Mr BAYLEY (Clark) – Deputy Speaker, it gives me pleasure to rise on this first MPI for this parliament to talk about a government for all Tasmanians. It is acknowledged that that’s what all Tasmanians want. They want a government that’s representing their interests, that’s in their corner, and that’s standing up for the things that matter to them.
The challenge is that no two Tasmanians are the same. We are not cookie-cutter creatures and different Tasmanians have different sets of values and prioritise things differently. That is the challenge that we as parliamentarians have to acknowledge and have to accept and have to confront: we represent different people. We represent people with different interests and different priorities. In that context, one of the things we’re really looking for is a parliament for all Tasmanians. A parliament that can actually get things done. A parliament that’s not necessarily going to deliver one way for one group of people or one way for the other, but is genuinely working for everybody, that’s negotiating collaborative outcomes, that’s talking, and that’s ultimately delivering for all Tasmanians.
That’s why we Greens strongly support or prefer a power-sharing parliament such as the one we have now. A parliament where government doesn’t have a majority in its own right. It can’t bulldoze ahead with legislation in its own right, and it can’t just simply do the things that it wants to do because a small handful of electors or a small handful of donors want them to do it.
A minority parliament, such as the one we’ve got at the moment, that’s built on foundations of goodwill, built on elements of stability and a commitment to last a full-term, and ultimately built on a sense of collaboration is welcome. We Greens will be doing our best, as we have done already, to deliver outcomes for everyone through negotiation, through collaboration, and through debate in this Chamber, and holding ourselves to a standard of behaviour that we would expect of others. That is our commitment to this parliament and to Tasmanians.
Of course, this does present challenges. I mentioned before, donors, and we still have an outstanding issue whereby government, coming back to government, doesn’t necessarily have the interests of Tasmanians at heart because it is potentially too heavily influenced by the donations of major corporate players. This has played out significantly. That’s why we Greens and others in this place are committed to reforms when it comes to transparency about political donations. We’ve now got, thanks to Greens legislation, transparency around political donations over $1000. On 1 July this year it came into place and the Tasmanian Electoral Commission has now got information on its website about who donates to who, which individuals donate to individual members or individual political parties, which of the organisations and businesses. This is a real challenge for public policy development across the world, but especially in Tasmania, because we still see a situation where donations that really shouldn’t be eligible are being made to political parties and that is potentially having an influence on policy outcomes that are not necessarily the best for Tasmanians.
One of those issues is short-stay accommodation. Everybody knows short-stay accommodation is a critical issue in Tasmania. It’s stripping whole home rentals out of the market and delivering them into short-stay hotels. On the TEC website we see that Airbnb, one of the main providers, has given money to both the Liberal and Labor parties. The question that raises in our minds and in many Tasmanians’ minds is well, is whether government governing for all Tasmanians and delivering decisions that are the best for all Tasmanians, or is government governing for Airbnb?

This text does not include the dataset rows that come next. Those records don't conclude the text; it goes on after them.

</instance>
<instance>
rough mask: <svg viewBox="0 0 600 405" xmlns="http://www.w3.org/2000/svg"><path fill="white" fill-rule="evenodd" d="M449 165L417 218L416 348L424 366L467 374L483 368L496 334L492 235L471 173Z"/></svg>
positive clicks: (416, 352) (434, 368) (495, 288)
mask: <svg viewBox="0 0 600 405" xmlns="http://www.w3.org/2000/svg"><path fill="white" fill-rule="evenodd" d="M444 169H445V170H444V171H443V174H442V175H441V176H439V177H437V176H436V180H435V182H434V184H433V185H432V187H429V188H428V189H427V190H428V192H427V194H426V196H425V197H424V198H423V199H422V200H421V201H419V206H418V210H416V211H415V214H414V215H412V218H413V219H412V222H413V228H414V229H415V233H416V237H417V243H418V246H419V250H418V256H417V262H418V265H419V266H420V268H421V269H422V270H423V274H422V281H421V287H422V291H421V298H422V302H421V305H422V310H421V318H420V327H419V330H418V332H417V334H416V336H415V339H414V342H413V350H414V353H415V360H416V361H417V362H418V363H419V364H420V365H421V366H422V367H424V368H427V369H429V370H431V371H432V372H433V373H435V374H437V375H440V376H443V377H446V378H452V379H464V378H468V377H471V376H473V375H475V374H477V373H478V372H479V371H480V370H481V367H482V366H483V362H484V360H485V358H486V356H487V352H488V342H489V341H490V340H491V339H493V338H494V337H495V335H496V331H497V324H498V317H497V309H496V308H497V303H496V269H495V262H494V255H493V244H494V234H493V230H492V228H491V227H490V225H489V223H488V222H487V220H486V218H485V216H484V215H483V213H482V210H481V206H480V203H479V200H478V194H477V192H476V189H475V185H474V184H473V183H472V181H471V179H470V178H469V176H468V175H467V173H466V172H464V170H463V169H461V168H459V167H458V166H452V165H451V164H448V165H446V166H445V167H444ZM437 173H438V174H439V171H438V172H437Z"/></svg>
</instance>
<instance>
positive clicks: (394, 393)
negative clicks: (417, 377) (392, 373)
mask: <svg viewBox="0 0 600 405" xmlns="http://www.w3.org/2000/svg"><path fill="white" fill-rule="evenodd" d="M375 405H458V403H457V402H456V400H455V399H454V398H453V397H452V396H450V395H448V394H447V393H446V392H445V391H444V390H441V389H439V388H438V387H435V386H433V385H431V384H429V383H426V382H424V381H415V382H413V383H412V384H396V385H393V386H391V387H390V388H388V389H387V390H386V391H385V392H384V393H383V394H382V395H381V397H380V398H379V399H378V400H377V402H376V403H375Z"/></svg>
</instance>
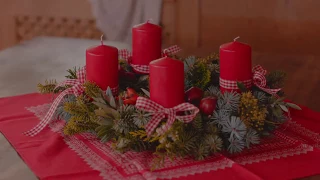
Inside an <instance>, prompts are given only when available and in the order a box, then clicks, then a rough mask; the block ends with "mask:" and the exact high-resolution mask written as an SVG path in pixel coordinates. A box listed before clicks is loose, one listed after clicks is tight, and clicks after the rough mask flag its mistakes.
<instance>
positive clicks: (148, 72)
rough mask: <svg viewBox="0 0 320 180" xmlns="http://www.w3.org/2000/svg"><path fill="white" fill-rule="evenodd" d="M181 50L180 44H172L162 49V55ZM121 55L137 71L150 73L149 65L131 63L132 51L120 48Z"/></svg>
mask: <svg viewBox="0 0 320 180" xmlns="http://www.w3.org/2000/svg"><path fill="white" fill-rule="evenodd" d="M179 51H181V48H180V47H179V46H177V45H174V46H171V47H169V48H166V49H164V50H163V51H162V57H164V56H165V55H172V54H175V53H177V52H179ZM119 56H120V57H121V58H123V59H124V60H126V61H127V62H128V63H129V64H130V65H131V67H132V68H133V69H134V70H135V71H138V72H140V73H146V74H148V73H149V65H138V64H131V62H129V59H130V58H131V57H132V53H131V52H130V51H129V50H127V49H120V50H119Z"/></svg>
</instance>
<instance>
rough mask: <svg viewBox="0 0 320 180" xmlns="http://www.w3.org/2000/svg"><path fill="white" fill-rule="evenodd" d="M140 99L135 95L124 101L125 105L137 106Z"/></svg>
mask: <svg viewBox="0 0 320 180" xmlns="http://www.w3.org/2000/svg"><path fill="white" fill-rule="evenodd" d="M138 97H139V96H138V95H133V96H132V97H130V98H127V99H125V100H123V104H127V105H128V104H131V105H135V104H136V102H137V99H138Z"/></svg>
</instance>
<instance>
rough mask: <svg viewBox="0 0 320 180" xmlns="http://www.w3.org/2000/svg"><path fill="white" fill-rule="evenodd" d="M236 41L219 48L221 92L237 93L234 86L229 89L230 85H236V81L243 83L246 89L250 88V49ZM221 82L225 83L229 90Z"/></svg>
mask: <svg viewBox="0 0 320 180" xmlns="http://www.w3.org/2000/svg"><path fill="white" fill-rule="evenodd" d="M236 39H237V38H236ZM236 39H235V40H234V42H231V43H227V44H223V45H221V46H220V90H221V91H222V92H225V91H229V92H230V91H239V89H237V87H236V86H235V88H232V87H230V84H233V85H236V82H237V81H241V82H243V83H244V84H245V85H246V86H247V87H248V88H249V87H250V86H251V79H252V63H251V47H250V46H249V45H247V44H243V43H240V42H237V41H236ZM222 81H224V82H226V81H227V84H228V85H229V88H228V87H226V86H225V85H224V84H225V83H223V82H222ZM234 83H235V84H234ZM233 87H234V86H233Z"/></svg>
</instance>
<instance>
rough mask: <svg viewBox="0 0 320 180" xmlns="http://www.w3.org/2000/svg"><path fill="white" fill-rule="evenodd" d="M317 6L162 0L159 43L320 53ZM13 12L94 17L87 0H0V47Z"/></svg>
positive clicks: (317, 6) (198, 49)
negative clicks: (319, 47) (221, 45)
mask: <svg viewBox="0 0 320 180" xmlns="http://www.w3.org/2000/svg"><path fill="white" fill-rule="evenodd" d="M319 7H320V1H317V0H303V1H302V0H268V1H265V0H241V1H239V0H224V1H216V0H163V10H162V24H163V27H164V43H165V46H168V45H172V44H178V45H180V46H181V47H182V48H183V49H184V54H191V53H192V54H196V55H204V54H207V53H210V52H217V51H218V48H219V46H220V45H221V44H223V43H225V42H229V41H231V40H233V38H235V37H237V36H240V37H241V39H240V40H241V41H243V42H247V43H249V44H250V45H251V46H252V47H253V50H254V51H257V52H273V53H286V54H316V55H320V51H319V48H318V45H319V44H320V35H319V32H320V13H319V11H318V9H319ZM19 15H23V16H41V17H54V18H67V19H72V18H76V19H77V18H78V19H80V20H84V19H85V20H88V21H89V20H94V17H93V15H92V13H91V8H90V3H89V1H88V0H54V1H53V0H23V1H21V0H0V49H3V48H4V47H8V46H11V45H14V44H16V43H17V42H18V40H17V38H16V37H15V36H16V35H15V34H16V31H17V29H16V27H15V23H14V17H16V16H19ZM76 33H77V32H76ZM71 37H72V36H71Z"/></svg>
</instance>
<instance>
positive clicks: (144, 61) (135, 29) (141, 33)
mask: <svg viewBox="0 0 320 180" xmlns="http://www.w3.org/2000/svg"><path fill="white" fill-rule="evenodd" d="M161 33H162V32H161V27H160V26H158V25H155V24H151V23H149V21H148V22H146V23H143V24H139V25H136V26H134V27H133V28H132V61H131V63H132V64H134V65H147V66H148V65H149V63H150V62H151V61H153V60H156V59H159V58H160V57H161Z"/></svg>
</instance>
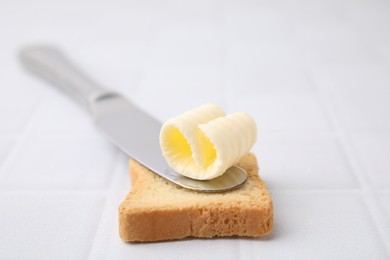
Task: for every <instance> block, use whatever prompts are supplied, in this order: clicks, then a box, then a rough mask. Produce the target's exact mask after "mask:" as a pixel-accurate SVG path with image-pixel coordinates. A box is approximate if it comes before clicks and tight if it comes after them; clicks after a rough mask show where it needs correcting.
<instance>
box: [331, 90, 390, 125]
mask: <svg viewBox="0 0 390 260" xmlns="http://www.w3.org/2000/svg"><path fill="white" fill-rule="evenodd" d="M389 98H390V94H386V93H383V94H376V93H371V92H366V93H364V92H363V93H358V92H350V93H334V94H333V96H332V102H333V104H332V106H333V108H334V110H335V113H336V114H337V116H338V117H339V120H340V121H341V123H342V125H343V127H345V128H346V129H347V130H349V131H382V130H389V129H390V121H389V120H386V119H387V118H389V116H390V102H389Z"/></svg>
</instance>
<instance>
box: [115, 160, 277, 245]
mask: <svg viewBox="0 0 390 260" xmlns="http://www.w3.org/2000/svg"><path fill="white" fill-rule="evenodd" d="M238 165H239V166H241V167H243V168H244V169H246V170H247V171H248V180H247V181H246V182H245V183H244V184H243V186H242V187H240V188H239V189H236V190H233V191H228V192H222V193H201V192H196V191H191V190H187V189H184V188H181V187H179V186H177V185H175V184H172V183H170V182H168V181H166V180H165V179H163V178H161V177H159V176H158V175H157V174H155V173H153V172H151V171H150V170H148V169H147V168H145V167H144V166H142V165H141V164H139V163H138V162H136V161H135V160H131V161H130V177H131V183H132V189H131V191H130V193H129V194H128V195H127V196H126V198H125V200H124V201H123V202H122V203H121V205H120V206H119V235H120V238H121V239H122V240H124V241H132V242H146V241H160V240H173V239H182V238H185V237H199V238H211V237H226V236H246V237H259V236H264V235H267V234H269V233H270V232H271V230H272V227H273V205H272V199H271V196H270V194H269V193H268V191H267V189H266V185H265V184H264V182H263V181H262V180H261V179H260V177H259V175H258V166H257V161H256V157H255V156H254V155H253V154H251V153H248V154H246V155H245V156H243V157H242V158H241V160H240V161H239V163H238Z"/></svg>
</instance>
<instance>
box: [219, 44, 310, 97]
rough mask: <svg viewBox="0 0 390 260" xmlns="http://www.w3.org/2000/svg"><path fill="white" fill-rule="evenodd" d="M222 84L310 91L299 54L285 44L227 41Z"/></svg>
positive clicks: (307, 79)
mask: <svg viewBox="0 0 390 260" xmlns="http://www.w3.org/2000/svg"><path fill="white" fill-rule="evenodd" d="M227 45H228V46H227V53H226V62H225V63H226V66H225V74H224V76H225V84H226V86H227V87H228V88H229V89H233V90H234V92H235V93H236V94H237V95H239V94H242V93H243V92H244V93H245V92H247V91H250V92H254V91H256V92H260V93H263V92H266V93H267V92H271V93H272V92H282V93H283V92H287V93H289V92H309V91H311V90H312V86H311V83H310V82H309V79H308V77H307V74H306V72H305V70H304V68H303V66H302V64H301V63H300V60H299V57H297V54H296V53H295V51H294V50H293V49H292V48H291V46H290V45H289V44H286V43H277V42H267V43H256V44H253V43H236V42H232V43H228V44H227Z"/></svg>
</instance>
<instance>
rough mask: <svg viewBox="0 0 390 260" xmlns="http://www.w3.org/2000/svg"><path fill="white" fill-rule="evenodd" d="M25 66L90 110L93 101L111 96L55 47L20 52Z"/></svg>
mask: <svg viewBox="0 0 390 260" xmlns="http://www.w3.org/2000/svg"><path fill="white" fill-rule="evenodd" d="M20 59H21V61H22V63H23V64H24V65H26V66H27V67H28V68H30V69H32V70H33V71H34V72H36V73H37V74H39V75H40V76H43V77H45V78H47V79H49V80H51V81H54V82H55V83H56V85H58V86H60V87H61V89H62V90H65V91H66V92H68V93H69V94H70V95H72V96H73V97H75V98H76V99H77V100H78V101H80V102H81V103H82V104H83V105H85V106H87V107H88V109H90V104H91V103H92V101H94V100H96V99H97V98H99V97H102V96H105V95H110V94H112V92H109V91H107V90H105V89H104V88H103V87H101V86H100V85H99V84H97V83H95V82H94V81H93V80H91V79H90V78H88V77H87V76H85V75H84V74H83V73H82V72H81V71H80V70H79V69H78V68H76V67H75V66H74V65H73V64H72V63H71V62H70V61H69V60H68V59H67V58H66V57H65V55H64V54H63V53H62V52H61V51H60V50H58V49H57V48H55V47H51V46H31V47H26V48H24V49H22V50H21V51H20Z"/></svg>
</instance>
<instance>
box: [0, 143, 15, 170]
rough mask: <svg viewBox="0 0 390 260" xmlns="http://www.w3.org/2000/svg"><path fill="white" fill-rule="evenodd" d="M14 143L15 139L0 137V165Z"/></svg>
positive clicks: (5, 158)
mask: <svg viewBox="0 0 390 260" xmlns="http://www.w3.org/2000/svg"><path fill="white" fill-rule="evenodd" d="M14 143H15V140H12V139H10V138H1V137H0V167H1V165H2V164H3V162H4V160H5V159H6V158H7V155H8V153H9V152H10V150H11V148H12V146H13V144H14Z"/></svg>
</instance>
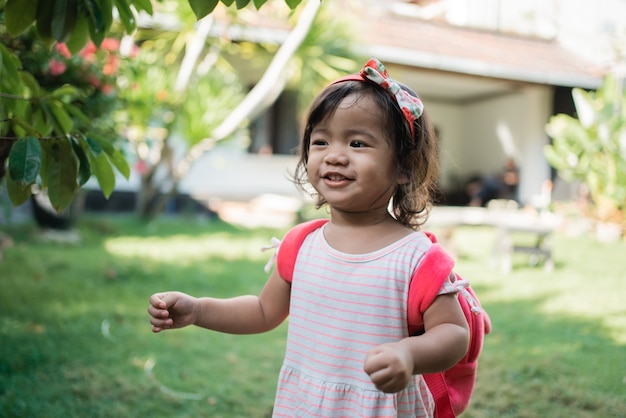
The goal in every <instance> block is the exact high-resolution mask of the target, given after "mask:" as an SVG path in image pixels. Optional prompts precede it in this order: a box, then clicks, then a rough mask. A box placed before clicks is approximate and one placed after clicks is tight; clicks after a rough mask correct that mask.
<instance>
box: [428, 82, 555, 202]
mask: <svg viewBox="0 0 626 418" xmlns="http://www.w3.org/2000/svg"><path fill="white" fill-rule="evenodd" d="M551 105H552V90H551V88H550V87H545V86H525V87H523V88H520V89H519V90H518V91H517V92H514V93H511V94H509V95H506V96H502V97H497V98H492V99H490V100H483V101H480V102H474V103H471V104H464V105H455V104H432V103H430V104H429V107H428V111H429V114H430V116H431V119H432V120H433V122H434V123H435V126H437V127H438V129H439V131H440V132H439V133H440V138H441V147H442V155H441V171H442V173H441V180H442V186H443V188H444V189H445V188H447V187H450V186H452V185H453V183H452V181H451V180H452V179H454V178H461V179H466V178H468V177H469V176H472V175H476V174H480V175H489V174H497V173H499V172H500V171H501V169H502V166H503V164H504V161H505V159H506V157H507V156H512V157H514V158H515V160H516V162H517V163H518V166H519V168H520V186H519V198H520V200H521V201H522V202H528V201H529V200H530V198H531V197H532V196H534V195H537V194H539V193H540V191H541V185H542V183H543V181H544V180H546V179H549V178H550V166H549V165H548V163H547V161H546V160H545V158H544V156H543V147H544V145H545V144H547V143H548V137H547V135H546V133H545V131H544V127H545V124H546V123H547V121H548V119H549V117H550V113H551Z"/></svg>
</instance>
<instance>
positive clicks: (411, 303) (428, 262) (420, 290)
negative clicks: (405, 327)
mask: <svg viewBox="0 0 626 418" xmlns="http://www.w3.org/2000/svg"><path fill="white" fill-rule="evenodd" d="M432 239H433V238H431V240H432ZM453 268H454V260H453V259H452V257H450V256H449V255H448V254H447V253H446V252H445V251H444V250H443V248H441V246H440V245H439V244H437V243H436V242H434V243H433V245H432V246H431V247H430V249H429V250H428V251H427V252H426V254H425V255H424V258H423V259H422V261H421V263H420V264H419V265H418V266H417V269H416V270H415V273H414V274H413V277H412V278H411V283H410V284H409V296H408V300H409V304H408V307H407V323H408V327H409V334H410V335H414V334H415V333H416V332H418V331H420V330H422V329H423V328H424V318H423V315H424V312H426V309H428V307H429V306H430V305H431V304H432V303H433V301H434V300H435V298H436V297H437V295H438V294H439V291H440V290H441V286H442V285H443V282H444V281H445V280H446V279H447V278H448V277H449V276H450V273H452V269H453Z"/></svg>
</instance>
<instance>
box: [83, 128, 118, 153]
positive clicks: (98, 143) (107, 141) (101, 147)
mask: <svg viewBox="0 0 626 418" xmlns="http://www.w3.org/2000/svg"><path fill="white" fill-rule="evenodd" d="M88 136H89V138H90V139H92V140H93V141H95V142H97V143H98V145H100V147H101V148H102V150H103V151H104V152H106V153H107V154H109V155H111V154H113V152H114V151H115V147H114V146H113V144H111V141H109V140H107V139H106V138H105V137H103V136H102V135H100V134H97V133H95V132H90V133H89V134H88Z"/></svg>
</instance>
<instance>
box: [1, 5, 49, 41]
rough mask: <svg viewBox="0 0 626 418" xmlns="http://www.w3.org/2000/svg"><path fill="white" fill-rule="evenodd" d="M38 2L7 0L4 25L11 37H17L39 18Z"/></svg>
mask: <svg viewBox="0 0 626 418" xmlns="http://www.w3.org/2000/svg"><path fill="white" fill-rule="evenodd" d="M42 1H45V0H42ZM48 1H50V0H48ZM37 2H38V0H7V3H6V5H5V6H4V24H5V26H6V29H7V32H8V33H9V34H10V35H12V36H17V35H19V34H21V33H22V32H24V31H25V30H26V29H28V28H29V27H30V26H31V25H32V24H33V22H34V21H35V19H36V18H37Z"/></svg>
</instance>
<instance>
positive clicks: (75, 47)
mask: <svg viewBox="0 0 626 418" xmlns="http://www.w3.org/2000/svg"><path fill="white" fill-rule="evenodd" d="M88 41H89V18H88V17H86V16H84V15H79V16H78V17H77V19H76V25H75V26H74V30H73V31H72V33H71V34H70V36H69V37H68V38H67V41H66V42H65V45H67V49H69V51H70V52H71V53H72V54H77V53H79V52H80V51H81V50H82V49H83V48H84V47H85V45H86V44H87V42H88Z"/></svg>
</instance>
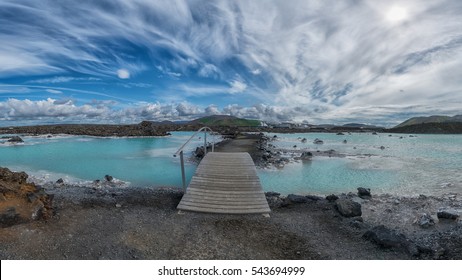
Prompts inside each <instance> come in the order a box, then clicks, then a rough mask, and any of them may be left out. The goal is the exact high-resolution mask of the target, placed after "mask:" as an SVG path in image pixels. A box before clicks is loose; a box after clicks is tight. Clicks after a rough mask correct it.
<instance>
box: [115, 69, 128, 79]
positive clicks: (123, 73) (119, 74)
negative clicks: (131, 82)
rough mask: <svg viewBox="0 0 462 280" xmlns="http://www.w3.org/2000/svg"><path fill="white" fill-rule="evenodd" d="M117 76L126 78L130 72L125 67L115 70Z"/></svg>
mask: <svg viewBox="0 0 462 280" xmlns="http://www.w3.org/2000/svg"><path fill="white" fill-rule="evenodd" d="M117 76H118V77H119V78H120V79H128V78H130V72H128V70H127V69H123V68H122V69H119V70H117Z"/></svg>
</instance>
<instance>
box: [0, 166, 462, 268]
mask: <svg viewBox="0 0 462 280" xmlns="http://www.w3.org/2000/svg"><path fill="white" fill-rule="evenodd" d="M26 179H27V175H26V174H25V173H15V172H10V171H9V170H7V169H2V173H1V176H0V186H1V188H0V191H1V193H2V196H1V201H0V205H1V209H2V212H1V213H0V217H1V219H0V221H1V227H0V258H2V259H462V221H461V219H460V211H461V209H462V198H461V197H459V196H458V195H456V194H453V195H446V196H442V197H431V196H422V195H421V196H417V197H399V196H393V195H374V194H371V193H370V191H369V190H367V189H359V190H358V192H355V193H348V194H338V195H334V194H332V195H329V196H326V197H321V196H314V195H303V196H302V195H295V194H291V195H288V196H281V195H280V194H278V193H266V197H267V200H268V203H269V205H270V208H271V210H272V213H271V218H269V219H268V218H264V217H262V216H260V215H244V216H236V215H218V214H217V215H214V214H202V213H185V214H183V215H179V214H178V212H177V211H176V205H177V204H178V203H179V201H180V199H181V197H182V195H183V190H182V189H171V188H131V187H117V186H109V185H106V186H100V187H94V186H93V187H86V186H74V185H66V184H63V183H55V184H48V185H47V186H46V187H44V188H41V187H39V186H36V185H34V184H31V183H27V182H26ZM25 186H27V187H28V188H27V191H21V190H24V188H25ZM31 197H37V199H34V198H32V199H31ZM13 200H14V203H15V206H14V207H13V206H10V207H9V208H10V209H8V207H5V205H7V204H8V205H9V204H11V201H13ZM19 201H20V202H21V203H18V202H19ZM34 201H41V204H40V207H31V206H32V205H33V203H34ZM11 208H14V211H13V210H12V209H11ZM24 209H41V210H36V212H34V213H38V212H40V213H42V214H40V215H37V214H34V213H31V212H24ZM13 212H14V213H16V214H15V215H12V213H13ZM18 213H21V214H24V215H25V217H29V219H25V218H24V217H21V218H18V215H19V214H18ZM13 216H15V217H16V218H12V217H13ZM95 241H97V242H98V244H97V245H95V244H94V242H95ZM178 244H182V246H178ZM236 244H240V245H239V246H236Z"/></svg>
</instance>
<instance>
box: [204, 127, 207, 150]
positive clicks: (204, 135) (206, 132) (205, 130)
mask: <svg viewBox="0 0 462 280" xmlns="http://www.w3.org/2000/svg"><path fill="white" fill-rule="evenodd" d="M206 154H207V131H206V130H204V156H205V155H206Z"/></svg>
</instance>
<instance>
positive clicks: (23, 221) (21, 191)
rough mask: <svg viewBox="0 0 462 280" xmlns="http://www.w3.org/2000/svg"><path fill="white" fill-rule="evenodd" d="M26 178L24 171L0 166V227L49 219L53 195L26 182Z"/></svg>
mask: <svg viewBox="0 0 462 280" xmlns="http://www.w3.org/2000/svg"><path fill="white" fill-rule="evenodd" d="M27 178H28V175H27V174H26V173H24V172H12V171H10V170H9V169H8V168H1V167H0V227H8V226H12V225H15V224H18V223H25V222H30V221H32V220H40V219H49V218H50V217H51V216H52V215H53V207H52V201H53V196H52V195H49V194H47V193H46V192H45V191H44V190H43V189H42V188H40V187H39V186H36V185H35V184H33V183H27Z"/></svg>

We could say the same thing about pokies in hotels. Both the Labor and Liberal parties have taken donations from Federal Hotels and the hoteliers association and that begs the question of the government backtracking on its commitment from a mandatory precommitment card. Why is that? Does it truly believe it’s not in the interests of Tasmanians or is it because it’s receiving donations from vested interests? Government for Tasmanians? Yes, that’s why we need to reform our political donations laws so we are actually making decisions in the interests of Tasmanians.